PySpark, from the ground up Lesson 53 / 60

Stateful operations: aggregations, sessions, and the state store

Where Spark Streaming keeps the state between micro-batches, the standard stateful patterns, and when to drop down to mapGroupsWithState.

Last lesson we waved a hand and said “Spark keeps a running count for each window in some state somewhere.” This lesson is that somewhere: where state lives between micro-batches, how it survives restarts, what the standard stateful patterns are, and when you need to escape the high-level API and write a state machine yourself.

The state store

Structured Streaming runs as a sequence of micro-batches. Each batch processes some new input rows, updates an aggregation or a join, and produces some output. Between batches, the partial results — the running counts, the pending join rows, the per-key buffers — have to live somewhere.

That somewhere is the state store. Conceptually it’s a per-partition, per-operator key-value store. For each stateful operator in your query (a windowed aggregation, a stream-stream join, a deduplication), Spark partitions the keys across executors and gives each partition its own slice of state.

Two implementations ship with Spark:

  • HDFSBackedStateStoreProvider — the default in older versions. State lives in an in-memory hash map per partition, with the changelog written to HDFS-compatible storage at each batch commit. Fast for small state.
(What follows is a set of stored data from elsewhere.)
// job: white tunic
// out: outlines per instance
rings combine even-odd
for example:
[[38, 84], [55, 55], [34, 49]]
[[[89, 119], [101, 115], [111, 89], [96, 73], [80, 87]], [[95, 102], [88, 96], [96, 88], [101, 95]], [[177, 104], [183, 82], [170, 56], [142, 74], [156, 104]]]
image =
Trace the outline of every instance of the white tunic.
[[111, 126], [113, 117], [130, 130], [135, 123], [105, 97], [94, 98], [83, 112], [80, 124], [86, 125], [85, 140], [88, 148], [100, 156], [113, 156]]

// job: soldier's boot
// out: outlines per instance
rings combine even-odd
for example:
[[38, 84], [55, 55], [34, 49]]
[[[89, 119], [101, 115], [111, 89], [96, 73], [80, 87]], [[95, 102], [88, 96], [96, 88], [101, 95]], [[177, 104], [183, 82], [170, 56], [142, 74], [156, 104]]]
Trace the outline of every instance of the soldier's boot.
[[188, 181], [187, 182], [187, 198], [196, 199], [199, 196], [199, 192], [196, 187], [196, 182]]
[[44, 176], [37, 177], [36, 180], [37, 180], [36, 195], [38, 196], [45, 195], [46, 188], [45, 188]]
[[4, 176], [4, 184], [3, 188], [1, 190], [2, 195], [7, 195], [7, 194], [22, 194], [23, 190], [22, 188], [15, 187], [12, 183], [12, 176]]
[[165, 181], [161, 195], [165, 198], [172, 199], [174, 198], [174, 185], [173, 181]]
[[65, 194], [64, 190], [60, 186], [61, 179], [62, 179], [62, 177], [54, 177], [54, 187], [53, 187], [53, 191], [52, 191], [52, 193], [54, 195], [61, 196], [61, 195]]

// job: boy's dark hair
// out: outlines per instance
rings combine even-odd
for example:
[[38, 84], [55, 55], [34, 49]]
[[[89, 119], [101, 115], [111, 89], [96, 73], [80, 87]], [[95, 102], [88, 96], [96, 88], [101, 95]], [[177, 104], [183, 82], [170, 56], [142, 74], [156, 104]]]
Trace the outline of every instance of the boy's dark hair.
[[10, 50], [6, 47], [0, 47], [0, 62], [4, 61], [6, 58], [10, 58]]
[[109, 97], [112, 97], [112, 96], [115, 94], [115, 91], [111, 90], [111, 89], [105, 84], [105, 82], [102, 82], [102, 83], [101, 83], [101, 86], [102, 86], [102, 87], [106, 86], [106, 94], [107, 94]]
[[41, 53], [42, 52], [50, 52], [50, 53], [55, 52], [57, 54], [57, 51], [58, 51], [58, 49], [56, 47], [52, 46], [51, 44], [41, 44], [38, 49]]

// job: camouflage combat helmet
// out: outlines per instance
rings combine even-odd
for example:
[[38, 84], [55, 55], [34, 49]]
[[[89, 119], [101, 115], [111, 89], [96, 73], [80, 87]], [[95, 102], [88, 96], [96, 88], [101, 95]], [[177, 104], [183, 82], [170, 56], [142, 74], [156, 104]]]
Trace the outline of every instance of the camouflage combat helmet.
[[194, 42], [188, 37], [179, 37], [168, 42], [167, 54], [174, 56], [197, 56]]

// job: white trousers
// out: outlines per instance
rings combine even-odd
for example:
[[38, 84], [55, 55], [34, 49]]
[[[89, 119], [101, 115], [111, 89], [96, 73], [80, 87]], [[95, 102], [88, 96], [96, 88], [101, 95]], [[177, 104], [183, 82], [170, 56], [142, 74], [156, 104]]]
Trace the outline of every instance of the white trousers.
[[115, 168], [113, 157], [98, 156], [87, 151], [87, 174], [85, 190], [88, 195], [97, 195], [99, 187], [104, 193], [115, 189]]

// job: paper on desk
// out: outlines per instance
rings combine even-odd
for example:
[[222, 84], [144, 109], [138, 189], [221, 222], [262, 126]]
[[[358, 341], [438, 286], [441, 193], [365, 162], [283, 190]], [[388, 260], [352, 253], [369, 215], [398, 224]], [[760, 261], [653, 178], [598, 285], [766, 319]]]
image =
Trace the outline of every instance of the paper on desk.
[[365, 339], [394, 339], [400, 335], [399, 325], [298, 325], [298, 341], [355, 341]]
Falls over hard when state gets big — the in-memory map has to fit in executor heap, and a partition with millions of keys causes long GC pauses.
  • RocksDBStateStoreProvider — added in Spark 3.2 and the recommended choice in 3.x. State lives in an embedded RocksDB instance on local disk, with changelog uploaded to remote storage on commit. Trades a little per-access latency for the ability to hold orders of magnitude more state without OOMing the executor.

Switch to RocksDB with one config:

spark.conf.set(
    "spark.sql.streaming.stateStore.providerClass",
    "org.apache.spark.sql.execution.streaming.state.RocksDBStateStoreProvider",
)

For anything beyond a toy job, do this. Heap-backed state is a footgun in production.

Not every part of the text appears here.